Okay, so I am fully prepared to date myself with this post. Anytime you can talk about a player who was a big part of your college years and that was in the mid-90’s, you are pretty much telling everyone how old you are.
But in this case, I am more than happy to date myself and more than happy to talk about Nomar Garciaparra. Garciaparra retired yesterday as a member of the Boston Red Sox.
While I believe in my heart of hearts the Red Sox would have never won the World Series in 2004 with Garciaparra on the team, I don’t want to talk about that today. I have heard stories about what went on behind the scenes towards the end with Nomar—he was a “Debbie Downer,” moody, he was always hurt, not considered a winner, etc…
That stuff is for another day. Today is about the Nomar I knew when he was king of Boston.
When I began my college career in Massachusetts in 1995, the Red Sox had a bunch of good players on their roster, but superstars were few and far between. Sure they had Roger Clemens, but he was supposedly at the end of their career and Mo Vaughn was a star, but never a superstar.
Then in 1996, the Red Sox called up Garciaparra and while he didn’t get off to the best start in September (.241 in 24 games), you just knew Boston had something special on their hands. In 2007, Nomar showed everyone how special he was and officially arrived in Bean Town.

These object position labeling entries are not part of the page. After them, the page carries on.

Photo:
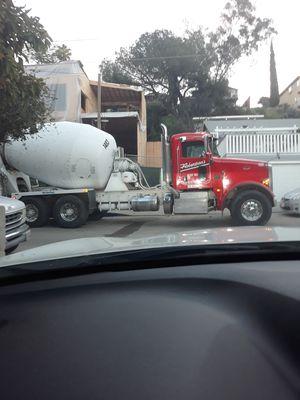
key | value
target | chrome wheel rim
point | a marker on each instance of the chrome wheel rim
(32, 213)
(252, 210)
(69, 212)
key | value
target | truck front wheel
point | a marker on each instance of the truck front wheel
(251, 207)
(70, 212)
(37, 212)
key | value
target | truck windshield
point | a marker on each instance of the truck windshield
(213, 147)
(193, 149)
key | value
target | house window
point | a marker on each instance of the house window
(58, 97)
(83, 101)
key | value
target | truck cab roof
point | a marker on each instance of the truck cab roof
(191, 136)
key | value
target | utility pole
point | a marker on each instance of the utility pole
(99, 99)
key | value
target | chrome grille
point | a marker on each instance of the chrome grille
(13, 220)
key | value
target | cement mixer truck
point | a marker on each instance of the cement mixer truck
(80, 172)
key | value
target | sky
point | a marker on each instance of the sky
(95, 30)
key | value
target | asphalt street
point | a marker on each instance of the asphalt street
(143, 225)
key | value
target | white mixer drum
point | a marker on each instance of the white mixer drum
(67, 155)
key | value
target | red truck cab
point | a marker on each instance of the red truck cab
(242, 186)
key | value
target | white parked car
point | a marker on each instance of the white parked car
(291, 201)
(16, 229)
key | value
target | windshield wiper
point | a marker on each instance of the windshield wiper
(134, 259)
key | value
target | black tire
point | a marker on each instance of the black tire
(40, 207)
(252, 204)
(77, 208)
(97, 215)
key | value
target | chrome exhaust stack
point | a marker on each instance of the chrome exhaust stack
(166, 157)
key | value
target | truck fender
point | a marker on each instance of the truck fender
(247, 186)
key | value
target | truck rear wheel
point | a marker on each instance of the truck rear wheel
(37, 212)
(251, 207)
(70, 212)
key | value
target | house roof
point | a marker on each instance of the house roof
(212, 125)
(295, 80)
(71, 67)
(114, 114)
(114, 93)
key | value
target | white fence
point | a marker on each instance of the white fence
(285, 177)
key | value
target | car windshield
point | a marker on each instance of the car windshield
(140, 125)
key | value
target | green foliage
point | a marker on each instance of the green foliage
(22, 106)
(274, 91)
(188, 75)
(52, 55)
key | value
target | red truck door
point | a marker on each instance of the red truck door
(194, 165)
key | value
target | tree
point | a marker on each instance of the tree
(274, 91)
(189, 74)
(52, 55)
(264, 101)
(22, 106)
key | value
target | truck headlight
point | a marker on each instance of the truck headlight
(266, 182)
(24, 214)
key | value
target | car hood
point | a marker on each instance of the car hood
(292, 194)
(106, 245)
(11, 205)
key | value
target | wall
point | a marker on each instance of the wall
(91, 100)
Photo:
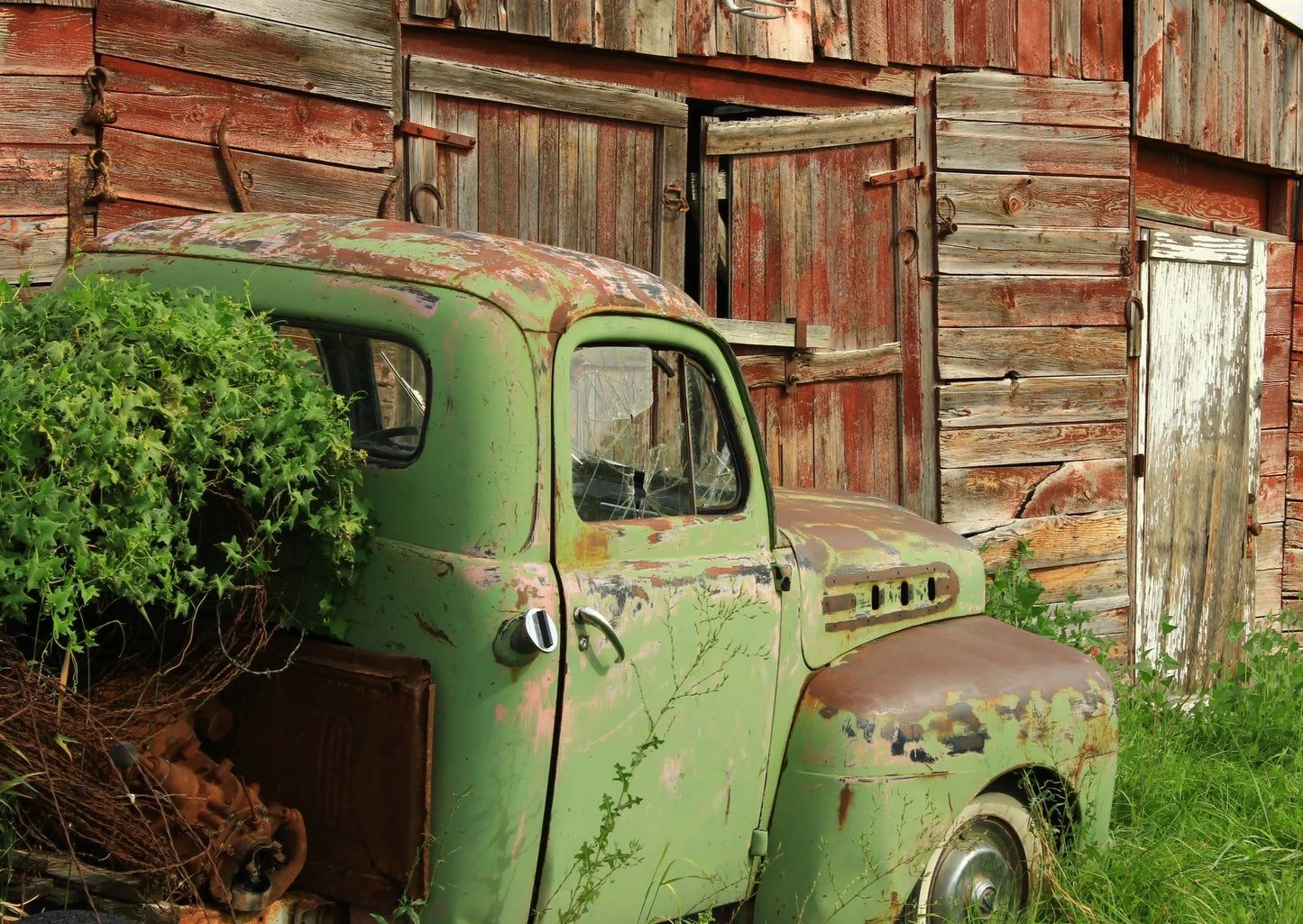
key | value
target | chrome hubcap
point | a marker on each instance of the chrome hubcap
(980, 876)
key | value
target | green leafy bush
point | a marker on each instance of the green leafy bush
(1014, 596)
(160, 450)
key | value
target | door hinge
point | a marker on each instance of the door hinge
(890, 176)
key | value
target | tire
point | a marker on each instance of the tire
(986, 867)
(73, 917)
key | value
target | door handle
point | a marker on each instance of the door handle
(585, 616)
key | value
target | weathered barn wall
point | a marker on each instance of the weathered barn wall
(1218, 76)
(1062, 38)
(307, 91)
(44, 53)
(1032, 344)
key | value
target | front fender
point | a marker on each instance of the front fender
(895, 737)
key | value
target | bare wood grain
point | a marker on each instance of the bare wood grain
(1148, 85)
(1036, 201)
(977, 249)
(1028, 301)
(1033, 37)
(46, 41)
(798, 133)
(992, 96)
(242, 47)
(1031, 444)
(41, 111)
(34, 180)
(1032, 149)
(372, 20)
(585, 98)
(32, 244)
(1033, 400)
(763, 371)
(1082, 486)
(1088, 581)
(986, 497)
(187, 175)
(1057, 540)
(180, 105)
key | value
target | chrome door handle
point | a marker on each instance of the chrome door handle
(585, 616)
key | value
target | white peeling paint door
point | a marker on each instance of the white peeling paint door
(1203, 300)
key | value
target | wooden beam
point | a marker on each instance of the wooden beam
(772, 334)
(1033, 400)
(586, 98)
(1024, 201)
(764, 371)
(1031, 301)
(1031, 444)
(992, 96)
(1032, 149)
(984, 249)
(800, 133)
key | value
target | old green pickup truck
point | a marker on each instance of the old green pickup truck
(661, 684)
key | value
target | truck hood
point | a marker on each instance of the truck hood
(868, 569)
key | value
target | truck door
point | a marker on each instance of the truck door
(671, 627)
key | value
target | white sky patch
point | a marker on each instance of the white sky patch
(1290, 11)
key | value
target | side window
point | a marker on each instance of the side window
(386, 380)
(647, 435)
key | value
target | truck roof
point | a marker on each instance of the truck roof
(544, 288)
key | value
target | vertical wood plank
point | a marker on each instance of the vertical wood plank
(656, 28)
(1177, 119)
(529, 176)
(1285, 99)
(1066, 38)
(696, 28)
(1002, 34)
(1259, 67)
(1147, 89)
(905, 38)
(550, 202)
(1204, 85)
(671, 237)
(833, 28)
(869, 32)
(573, 21)
(1033, 37)
(971, 32)
(1232, 72)
(529, 17)
(491, 163)
(1092, 40)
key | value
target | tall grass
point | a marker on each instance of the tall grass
(1208, 813)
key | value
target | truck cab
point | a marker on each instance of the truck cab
(661, 686)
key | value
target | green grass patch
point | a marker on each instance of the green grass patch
(1208, 813)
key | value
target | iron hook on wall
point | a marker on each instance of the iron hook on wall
(755, 8)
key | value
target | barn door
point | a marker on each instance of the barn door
(817, 225)
(565, 161)
(1202, 371)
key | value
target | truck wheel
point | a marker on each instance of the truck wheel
(73, 917)
(984, 871)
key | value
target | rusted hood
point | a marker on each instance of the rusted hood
(869, 569)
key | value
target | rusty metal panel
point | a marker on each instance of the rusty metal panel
(354, 760)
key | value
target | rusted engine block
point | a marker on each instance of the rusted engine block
(248, 851)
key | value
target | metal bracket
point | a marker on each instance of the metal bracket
(451, 138)
(753, 14)
(890, 176)
(799, 343)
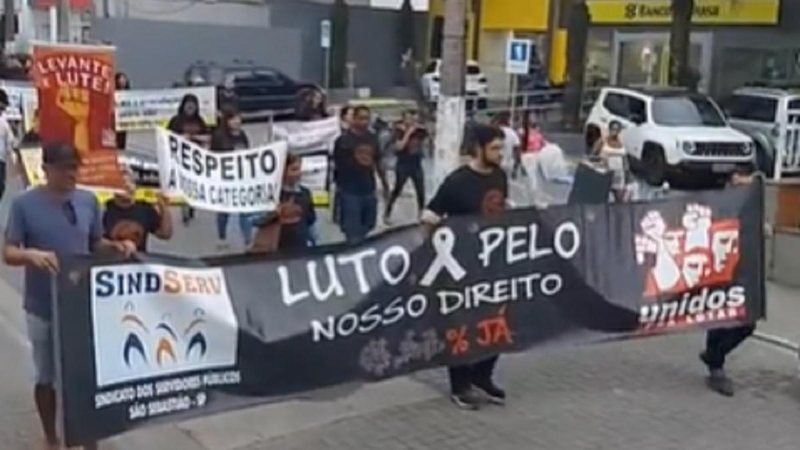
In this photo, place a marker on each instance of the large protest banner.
(313, 143)
(166, 339)
(75, 87)
(152, 108)
(242, 181)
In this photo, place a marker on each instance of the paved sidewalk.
(629, 395)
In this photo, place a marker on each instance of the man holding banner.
(481, 187)
(47, 224)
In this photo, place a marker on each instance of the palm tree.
(680, 73)
(578, 24)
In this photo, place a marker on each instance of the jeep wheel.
(654, 166)
(764, 161)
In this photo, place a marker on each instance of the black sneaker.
(719, 382)
(492, 393)
(466, 400)
(704, 358)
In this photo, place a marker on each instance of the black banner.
(165, 339)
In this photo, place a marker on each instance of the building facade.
(733, 41)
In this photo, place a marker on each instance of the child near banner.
(293, 226)
(122, 84)
(7, 142)
(479, 187)
(189, 124)
(46, 224)
(356, 163)
(126, 218)
(228, 137)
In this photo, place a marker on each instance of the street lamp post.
(450, 113)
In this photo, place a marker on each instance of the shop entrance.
(642, 59)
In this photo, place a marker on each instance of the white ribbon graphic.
(443, 241)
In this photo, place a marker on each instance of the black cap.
(60, 155)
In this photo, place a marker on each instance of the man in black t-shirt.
(356, 163)
(408, 143)
(480, 187)
(125, 218)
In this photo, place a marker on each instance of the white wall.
(219, 12)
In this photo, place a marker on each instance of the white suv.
(475, 84)
(771, 116)
(667, 131)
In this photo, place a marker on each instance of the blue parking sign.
(518, 56)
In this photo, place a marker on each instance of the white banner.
(315, 171)
(153, 108)
(139, 109)
(157, 320)
(306, 137)
(241, 181)
(20, 96)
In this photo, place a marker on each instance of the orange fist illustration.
(75, 102)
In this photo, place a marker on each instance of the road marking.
(777, 341)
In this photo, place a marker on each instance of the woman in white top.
(611, 150)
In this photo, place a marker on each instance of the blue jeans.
(357, 215)
(245, 226)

Nomar led the American League in hits (209), triples (11), and won the Rookie of the Year award. From 1996-2000, Garciaparra averaged .337/28/105 and 198 hits a season. He was a right-handed hitting machine. He could pepper the Green Monster, but in the same game drive three balls into the right centerfield gap.

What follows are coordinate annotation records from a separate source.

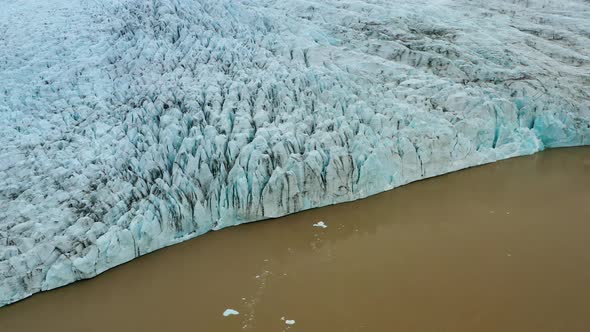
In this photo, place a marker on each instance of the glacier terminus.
(127, 126)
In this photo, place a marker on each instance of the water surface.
(502, 247)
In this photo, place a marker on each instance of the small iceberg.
(230, 312)
(320, 224)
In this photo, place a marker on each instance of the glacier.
(127, 126)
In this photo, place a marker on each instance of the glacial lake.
(501, 247)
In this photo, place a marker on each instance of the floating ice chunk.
(230, 312)
(320, 224)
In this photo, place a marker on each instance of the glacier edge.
(157, 122)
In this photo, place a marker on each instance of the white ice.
(320, 224)
(230, 312)
(127, 126)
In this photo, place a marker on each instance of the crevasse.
(127, 126)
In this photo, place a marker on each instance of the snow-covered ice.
(127, 126)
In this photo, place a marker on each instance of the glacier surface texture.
(127, 126)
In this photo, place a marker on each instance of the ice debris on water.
(320, 224)
(230, 312)
(158, 121)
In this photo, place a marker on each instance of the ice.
(127, 126)
(230, 312)
(320, 224)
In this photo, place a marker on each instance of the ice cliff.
(127, 126)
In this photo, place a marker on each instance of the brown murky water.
(503, 247)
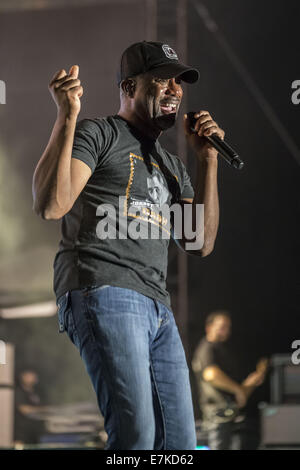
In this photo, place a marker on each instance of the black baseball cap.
(154, 57)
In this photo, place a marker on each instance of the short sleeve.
(87, 145)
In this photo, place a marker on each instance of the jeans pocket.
(66, 320)
(62, 303)
(94, 288)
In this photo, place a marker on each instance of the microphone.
(227, 152)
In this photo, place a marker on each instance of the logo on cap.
(170, 53)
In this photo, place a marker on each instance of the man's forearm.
(51, 185)
(206, 192)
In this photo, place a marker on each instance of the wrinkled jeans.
(134, 356)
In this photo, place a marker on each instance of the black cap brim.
(187, 74)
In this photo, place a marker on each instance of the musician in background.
(223, 397)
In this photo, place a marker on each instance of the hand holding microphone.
(202, 125)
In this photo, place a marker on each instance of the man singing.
(111, 290)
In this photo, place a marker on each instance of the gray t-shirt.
(124, 163)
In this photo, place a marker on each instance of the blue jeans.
(134, 356)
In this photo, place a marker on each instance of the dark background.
(253, 271)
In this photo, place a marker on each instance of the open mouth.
(168, 108)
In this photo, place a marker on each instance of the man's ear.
(129, 87)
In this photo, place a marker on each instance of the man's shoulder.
(97, 124)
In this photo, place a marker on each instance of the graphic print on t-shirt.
(146, 193)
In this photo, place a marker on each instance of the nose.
(174, 88)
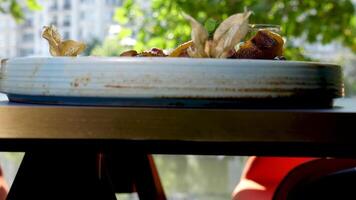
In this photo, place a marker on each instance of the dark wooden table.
(62, 140)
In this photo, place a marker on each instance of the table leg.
(60, 175)
(134, 172)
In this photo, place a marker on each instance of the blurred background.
(323, 31)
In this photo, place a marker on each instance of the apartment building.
(83, 20)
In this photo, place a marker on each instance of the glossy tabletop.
(324, 132)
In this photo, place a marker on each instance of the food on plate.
(58, 47)
(266, 44)
(154, 52)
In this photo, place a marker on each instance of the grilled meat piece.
(264, 45)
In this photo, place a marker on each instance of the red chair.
(4, 189)
(262, 175)
(266, 178)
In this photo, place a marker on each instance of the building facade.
(82, 20)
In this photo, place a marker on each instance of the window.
(66, 35)
(66, 21)
(28, 23)
(27, 37)
(54, 5)
(67, 5)
(54, 21)
(26, 52)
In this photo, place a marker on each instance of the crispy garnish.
(226, 37)
(181, 49)
(57, 47)
(154, 52)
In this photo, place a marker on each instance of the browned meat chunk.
(264, 45)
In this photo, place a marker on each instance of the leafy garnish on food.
(57, 47)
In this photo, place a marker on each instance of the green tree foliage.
(16, 8)
(163, 26)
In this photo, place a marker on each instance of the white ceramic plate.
(165, 81)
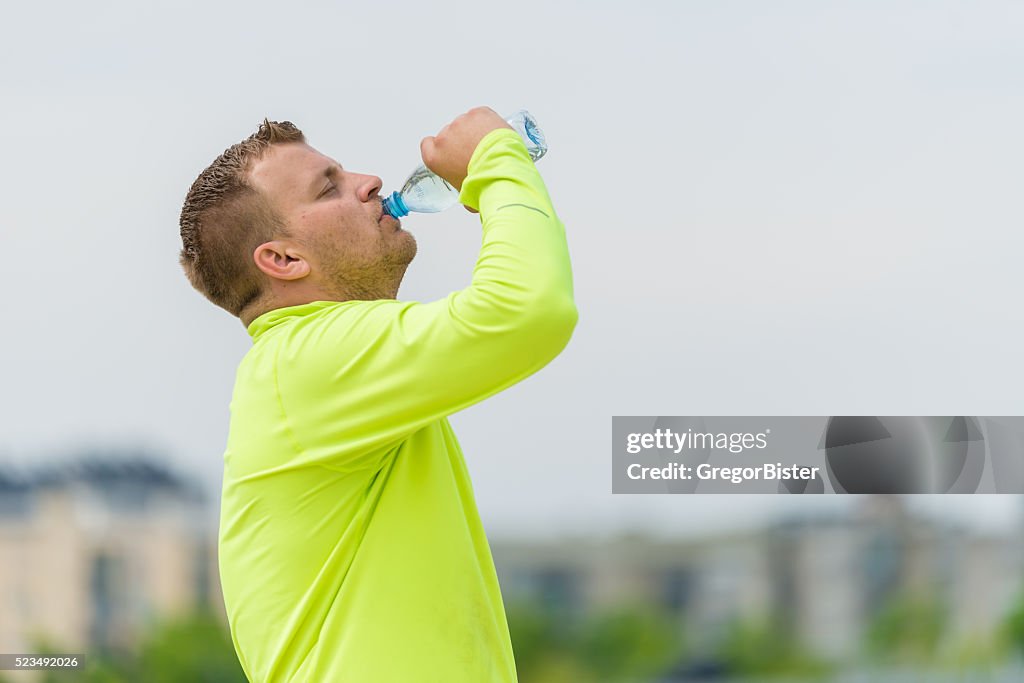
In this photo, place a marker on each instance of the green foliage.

While he wasn’t the most popular with the media, he was extremely popular with the fans. He was the “It” guy. He was the superstar shortstop for the Red Sox.

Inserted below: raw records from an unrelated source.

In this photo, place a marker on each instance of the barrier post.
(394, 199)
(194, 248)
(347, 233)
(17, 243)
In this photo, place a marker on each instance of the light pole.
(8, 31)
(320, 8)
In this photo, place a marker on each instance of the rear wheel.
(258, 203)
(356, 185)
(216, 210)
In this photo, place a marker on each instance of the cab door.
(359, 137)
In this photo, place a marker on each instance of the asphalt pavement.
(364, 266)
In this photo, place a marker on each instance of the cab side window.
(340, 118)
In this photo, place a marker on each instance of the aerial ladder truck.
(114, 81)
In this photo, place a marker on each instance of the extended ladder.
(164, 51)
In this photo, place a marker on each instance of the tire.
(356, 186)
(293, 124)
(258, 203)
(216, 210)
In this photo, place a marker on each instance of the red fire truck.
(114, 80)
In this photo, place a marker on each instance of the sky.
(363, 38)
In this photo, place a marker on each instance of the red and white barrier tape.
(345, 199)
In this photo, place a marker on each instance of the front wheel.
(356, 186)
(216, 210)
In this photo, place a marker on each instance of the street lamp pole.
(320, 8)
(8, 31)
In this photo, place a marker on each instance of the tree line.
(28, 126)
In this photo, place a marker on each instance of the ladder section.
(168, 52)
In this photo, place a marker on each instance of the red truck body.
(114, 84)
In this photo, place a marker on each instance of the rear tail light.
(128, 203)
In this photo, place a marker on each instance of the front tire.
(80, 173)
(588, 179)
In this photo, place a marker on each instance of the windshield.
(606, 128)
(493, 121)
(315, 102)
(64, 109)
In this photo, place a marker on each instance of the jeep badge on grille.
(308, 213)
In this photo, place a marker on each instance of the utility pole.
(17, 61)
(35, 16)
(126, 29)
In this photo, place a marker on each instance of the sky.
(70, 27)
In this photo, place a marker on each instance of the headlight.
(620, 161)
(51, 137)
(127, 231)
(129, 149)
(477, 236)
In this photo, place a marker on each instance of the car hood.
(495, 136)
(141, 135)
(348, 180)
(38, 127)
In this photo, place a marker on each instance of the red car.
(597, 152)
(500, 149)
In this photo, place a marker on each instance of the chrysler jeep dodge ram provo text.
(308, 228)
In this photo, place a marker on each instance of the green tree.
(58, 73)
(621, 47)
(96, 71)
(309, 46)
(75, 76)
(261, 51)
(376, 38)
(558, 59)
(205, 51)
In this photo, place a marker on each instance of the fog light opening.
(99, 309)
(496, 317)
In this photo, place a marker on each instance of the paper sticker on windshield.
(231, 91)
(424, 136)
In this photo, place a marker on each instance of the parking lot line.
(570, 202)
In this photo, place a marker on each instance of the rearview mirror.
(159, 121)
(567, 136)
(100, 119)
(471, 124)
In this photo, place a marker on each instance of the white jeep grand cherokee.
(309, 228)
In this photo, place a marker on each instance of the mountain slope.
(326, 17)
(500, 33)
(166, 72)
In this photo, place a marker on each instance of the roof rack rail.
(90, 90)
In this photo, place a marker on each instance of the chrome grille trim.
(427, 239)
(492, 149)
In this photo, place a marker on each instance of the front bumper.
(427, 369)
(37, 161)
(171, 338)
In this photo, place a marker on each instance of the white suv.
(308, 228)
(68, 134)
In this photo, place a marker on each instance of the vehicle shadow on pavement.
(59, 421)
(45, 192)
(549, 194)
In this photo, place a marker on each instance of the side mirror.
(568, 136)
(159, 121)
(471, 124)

We loved everything about him. We loved his swing, his sling-shot throwing style from short, and even his big nose. My roommate Odie referred to a kid as “Nomar nose” outside of a bar one night. The kid wanted to fight him, so Odie picked him up and tossed him like a sack of potatoes into a mailbox.
As he was sitting on the floor, my other friend Will had one of the classic lines ever. He walked up to the kid and said “You know, your mother wouldn’t be proud of you right now.” To this day I still laugh thinking about that night.
I am really happy Garciaparra retired as a member of the Boston Red Sox. While he did go on to play for the Chicago Cubs, Los Angeles Dodgers, and Oakland A’s, he will always be remembered as a member of Red Sox Nation.